Refah Alotaibi1, Hassan Okasha2,3, Hoda Rezk4, Mazen Nassar2,5,*
1 Department of Mathematical Sciences, College of Science, Princess Nourah bint Abdulrahman University, Riyadh, 11671, Saudi Arabia
2 Department of Statistics, Faculty of Science, King Abdulaziz University, Jeddah, 21589, Saudi Arabia
3 Department of Mathematics, Faculty of Science, Al-Azhar University, Nasr City, 11884, Cairo, Egypt
4 Department of Statistics, Faculty of Commerce, Al-Azhar University, Nasr City, 11884, Cairo, Egypt
5 Department of Statistics, Faculty of Commerce, Zagazig University, Zagazig, 44519, Egypt
* Corresponding Authors: Mazen Nassar. Email: ,
(This article belongs to this Special Issue: New Trends in Statistical Computing and Data Science)

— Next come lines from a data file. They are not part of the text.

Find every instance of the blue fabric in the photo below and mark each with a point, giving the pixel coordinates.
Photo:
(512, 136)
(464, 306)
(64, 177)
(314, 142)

Computer Modeling in Engineering & Sciences 2023, 135(2), 1255-1274. https://doi.org/10.32604/cmes.2022.022623

Received 17 March 2022; Accepted 13 June 2022; Issue published 27 October 2022

Abstract

The objective of this article is to provide a novel extension of the conventional inverse Weibull distribution that adds an extra shape parameter to increase its flexibility. This addition is beneficial in a variety of fields, including reliability, economics, engineering, biomedical science, biological research, environmental studies, and finance. For modeling real data, several expanded classes of distributions have been established. The modified alpha power transformed approach is used to implement the new model. The data matches the new inverse Weibull distribution better than the inverse Weibull distribution and several other competing models. It appears to be a distribution designed to support decreasing or unimodal shaped distributions based on its parameters. Precise expressions for quantiles, moments, incomplete moments, moment generating function, characteristic generating function, and entropy expression are among the determined attributes of the new distribution. The point and interval estimates are studied using the maximum likelihood method. Simulation research is conducted to illustrate the correctness of the theoretical results. Three applications to medical and engineering data are utilized to illustrate the model’s flexibility.

Keywords

Inverse weibull distribution; modified alpha power transformation method; moments; order statistics

Cite This Article

Alotaibi, R., Okasha, H., Rezk, H., Nassar, M. (2023). A New Three-Parameter Inverse Weibull Distribution with Medical and Engineering Applications. CMES-Computer Modeling in Engineering & Sciences, 135(2), 1255–1274.



This work is licensed under a Creative Commons Attribution 4.0 International License , which permits unrestricted use, distribution, and reproduction in any medium, provided the original work is properly cited.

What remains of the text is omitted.